Despite the overall reduction in MRSA and VRE acquisition, the cleaning intervention appears to be more effective against MRSA compared to VRE. The difference could be due to a generally higher rate of VRE room contamination and Datta suggests it is a question for future research.
"The results suggest that a multi-modal cleaning intervention can reduce MRSA and, to a lesser extent, VRE transmission in high-risk patient areas including the ICU," said Datta.

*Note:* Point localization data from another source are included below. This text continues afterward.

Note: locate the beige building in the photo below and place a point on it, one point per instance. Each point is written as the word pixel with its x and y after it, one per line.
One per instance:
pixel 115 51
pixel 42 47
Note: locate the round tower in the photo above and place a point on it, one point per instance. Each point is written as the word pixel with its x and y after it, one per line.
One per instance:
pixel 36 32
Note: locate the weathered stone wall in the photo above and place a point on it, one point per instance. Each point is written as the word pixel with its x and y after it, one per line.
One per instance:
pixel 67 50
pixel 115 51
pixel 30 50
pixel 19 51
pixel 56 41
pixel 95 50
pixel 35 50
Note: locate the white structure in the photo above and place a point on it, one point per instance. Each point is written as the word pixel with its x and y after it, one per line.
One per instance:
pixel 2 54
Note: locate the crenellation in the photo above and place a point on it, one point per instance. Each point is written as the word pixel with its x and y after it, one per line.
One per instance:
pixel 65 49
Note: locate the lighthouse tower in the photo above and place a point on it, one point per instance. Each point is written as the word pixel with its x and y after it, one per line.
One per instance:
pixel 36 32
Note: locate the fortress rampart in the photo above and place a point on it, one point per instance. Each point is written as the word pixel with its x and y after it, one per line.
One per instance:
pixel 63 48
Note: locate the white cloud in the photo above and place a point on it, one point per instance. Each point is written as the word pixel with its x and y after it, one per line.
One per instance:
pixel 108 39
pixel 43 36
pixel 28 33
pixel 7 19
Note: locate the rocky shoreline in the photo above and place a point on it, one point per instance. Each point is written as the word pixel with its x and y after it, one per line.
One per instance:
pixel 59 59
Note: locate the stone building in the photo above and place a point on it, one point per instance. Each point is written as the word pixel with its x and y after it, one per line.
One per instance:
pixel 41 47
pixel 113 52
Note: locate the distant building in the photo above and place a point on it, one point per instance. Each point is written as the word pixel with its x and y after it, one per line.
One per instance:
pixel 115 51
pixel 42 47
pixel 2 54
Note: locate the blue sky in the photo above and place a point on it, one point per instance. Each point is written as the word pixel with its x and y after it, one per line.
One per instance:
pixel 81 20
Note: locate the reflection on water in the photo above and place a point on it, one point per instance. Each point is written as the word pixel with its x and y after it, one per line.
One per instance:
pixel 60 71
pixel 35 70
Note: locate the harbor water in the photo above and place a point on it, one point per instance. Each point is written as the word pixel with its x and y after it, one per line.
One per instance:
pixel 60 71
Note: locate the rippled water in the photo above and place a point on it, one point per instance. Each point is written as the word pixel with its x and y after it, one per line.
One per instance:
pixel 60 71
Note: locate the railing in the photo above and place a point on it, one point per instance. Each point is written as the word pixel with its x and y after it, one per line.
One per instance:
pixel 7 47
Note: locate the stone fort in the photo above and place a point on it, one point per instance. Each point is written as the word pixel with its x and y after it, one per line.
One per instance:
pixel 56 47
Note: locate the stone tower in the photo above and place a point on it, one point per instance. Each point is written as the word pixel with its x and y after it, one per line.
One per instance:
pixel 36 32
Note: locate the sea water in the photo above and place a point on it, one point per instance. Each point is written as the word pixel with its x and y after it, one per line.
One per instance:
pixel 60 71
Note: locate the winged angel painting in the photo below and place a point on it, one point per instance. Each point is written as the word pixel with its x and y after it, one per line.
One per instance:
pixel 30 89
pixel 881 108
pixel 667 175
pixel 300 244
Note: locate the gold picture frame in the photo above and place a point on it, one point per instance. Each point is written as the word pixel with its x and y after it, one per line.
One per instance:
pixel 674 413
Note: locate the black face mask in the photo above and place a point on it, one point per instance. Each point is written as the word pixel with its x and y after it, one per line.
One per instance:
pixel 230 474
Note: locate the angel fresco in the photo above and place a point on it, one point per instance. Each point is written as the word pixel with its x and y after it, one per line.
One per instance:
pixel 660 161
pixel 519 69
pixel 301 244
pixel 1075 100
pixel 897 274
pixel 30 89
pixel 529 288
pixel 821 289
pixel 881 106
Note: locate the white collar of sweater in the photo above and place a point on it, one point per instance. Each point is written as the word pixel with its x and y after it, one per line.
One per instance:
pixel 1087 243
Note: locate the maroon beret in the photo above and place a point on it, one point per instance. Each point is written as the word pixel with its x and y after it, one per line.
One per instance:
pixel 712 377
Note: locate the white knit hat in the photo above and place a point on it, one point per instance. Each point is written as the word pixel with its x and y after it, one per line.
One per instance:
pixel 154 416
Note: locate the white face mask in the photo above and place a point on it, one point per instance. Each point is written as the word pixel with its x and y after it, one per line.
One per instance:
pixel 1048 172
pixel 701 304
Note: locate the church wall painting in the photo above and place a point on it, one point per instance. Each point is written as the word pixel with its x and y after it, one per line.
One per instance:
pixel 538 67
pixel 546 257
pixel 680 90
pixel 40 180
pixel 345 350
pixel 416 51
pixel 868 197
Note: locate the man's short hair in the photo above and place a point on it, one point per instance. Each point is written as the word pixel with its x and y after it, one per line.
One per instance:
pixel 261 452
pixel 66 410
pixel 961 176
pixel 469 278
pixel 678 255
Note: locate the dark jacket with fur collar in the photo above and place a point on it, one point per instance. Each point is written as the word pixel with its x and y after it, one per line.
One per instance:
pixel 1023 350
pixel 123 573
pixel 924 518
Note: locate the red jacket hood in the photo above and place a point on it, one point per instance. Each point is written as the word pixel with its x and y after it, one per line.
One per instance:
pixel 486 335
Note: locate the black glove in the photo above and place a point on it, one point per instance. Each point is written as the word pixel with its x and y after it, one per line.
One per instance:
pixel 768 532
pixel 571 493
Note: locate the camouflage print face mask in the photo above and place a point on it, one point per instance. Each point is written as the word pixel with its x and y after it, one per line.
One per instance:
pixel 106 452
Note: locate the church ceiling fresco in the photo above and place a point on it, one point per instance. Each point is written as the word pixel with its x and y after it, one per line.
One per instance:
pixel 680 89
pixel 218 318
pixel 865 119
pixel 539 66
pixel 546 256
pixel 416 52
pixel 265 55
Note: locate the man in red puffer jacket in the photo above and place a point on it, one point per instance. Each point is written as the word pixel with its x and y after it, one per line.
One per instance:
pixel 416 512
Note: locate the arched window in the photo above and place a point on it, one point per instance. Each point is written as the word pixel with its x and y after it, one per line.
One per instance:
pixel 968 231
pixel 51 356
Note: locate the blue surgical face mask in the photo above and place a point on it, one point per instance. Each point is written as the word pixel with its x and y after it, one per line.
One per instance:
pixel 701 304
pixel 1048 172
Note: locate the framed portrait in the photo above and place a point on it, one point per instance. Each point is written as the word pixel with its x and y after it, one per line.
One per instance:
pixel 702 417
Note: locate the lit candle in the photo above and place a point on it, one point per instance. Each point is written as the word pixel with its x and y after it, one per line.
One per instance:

Datta and his co-authors point out that a relatively small percentage of healthcare-associated infections (HAIs) are transmitted due to inadequate room cleaning (constituting about five percent of all new cases of either pathogen.) Still, there are measures hospitals can take to put patients' minds at ease.
"Even though we know the risk is relatively low, it is unsettling for patients admitted to hospitals to know that the health condition of the prior room occupant could impact their risk for acquiring MRSA or another antibiotic-resistant infection." Datta added.
The research was funded by the CDC Prevention Epicenters program and a grant from the National Institutes of Health (NIH).